Both Lev Facher at STAT and Abby Goodnough at the New York Times have excellent pieces summarizing the major components of these bills. They will expand access to inpatient treatment for opioid addiction and aim to increase access to anti-addiction medications like buprenorphine.

These seem like the right steps to help the millions of Americans with opioid addiction right now. Both are badly needed to make it easier for people with addiction to get the treatment they need, with less stigma. And given how much gridlock we’re used to with Congress, it’s fantastic to see a big policy intervention moving forward on the deadly opioid crisis.

But the bigger challenge that the new opioids package struggles to tackle is what do we do about chronic pain?

This is a question that has plagued our country for centuries.
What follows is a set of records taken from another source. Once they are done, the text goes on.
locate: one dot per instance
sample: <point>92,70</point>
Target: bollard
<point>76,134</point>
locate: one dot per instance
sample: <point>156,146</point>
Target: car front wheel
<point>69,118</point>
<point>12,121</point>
As Beth Macy recounts in her excellent new book, Dopesick, the search for a non-addictive but powerful pain reliever dates all the way back to the Civil War. It was standard, she writes, for doctors to visit veterans at home and “leave behind morphine and hypodermic needles, with instructions to use as needed.” At the time, doctors were told that morphine was not addictive.

When the medical establishment realized that morphine was, in fact, quite addictive, there was another drug to take its place: heroin. I was surprised to learn in Dopesick that heroin was originally marketed in the late 1800s as a “nonaddictive alternative for morphine” by the pharmaceutical company Bayer. The company told doctors that “addiction can scarce be possible.”

The new opioids package does include a $2 billion bump to the National Institutes of Health’s budget, largely to increase research on chronic pain treatment. Hopefully, that will lead to better cures for the Americans who live with pain day in and day out — the Americans who were harmed when they received opioids as their treatment for that pain.

But that cure, unfortunately, doesn’t exist right now. And what decades of research has taught us is this: Curing pain is maddeningly difficult. As Vox’s German Lopez wrote earlier this week, “50 million adults in the US in 2016 suffered from chronic (long-term) pain, according to the latest CDC estimates. ... Many of these patients, although not all or even most, may genuinely need opioids to mitigate pain.”

I liked German’s piece because it looks at how we can thoughtfully treat chronic pain while still fighting the opioid epidemic, like not abruptly cutting off patients currently on opioids and encouraging doctors to be more thoughtful about whom they do prescribe to.

But there is one quote in German’s piece that stands out to me the most, from drug policy expert Keith Humphreys: “Something needs to be worked through the culture as well about how pain is part of life. If you’re in excruciating pain, it sucks. And I’ve had pain conditions myself. But not all pain is intolerable or needs to be pushed down to zero with an opioid.”

This, I think, is the hardest part of backing away from opioids: admitting that medicine doesn’t have a perfect cure for pain — that for some patients, zero pain isn’t possible.

Legislation is badly needed to address the opioid epidemic. It can help increase treatment options. It can help increase funding to find better cures for pain too. As someone who counts herself among the millions of chronic pain patients in the United States, I really hope that research pays dividends! (I’ve talked more about my personal experiences with chronic pain here.)

Legislation can do lots of things — but it can’t create a cure for the chronic pain patients right now. That’s what opioids were marketed as in the first place; that’s what made them so appealing. But as we pull back on opioids now, the hardest challenge seems to be that there isn’t one silver-bullet treatment to fill their void.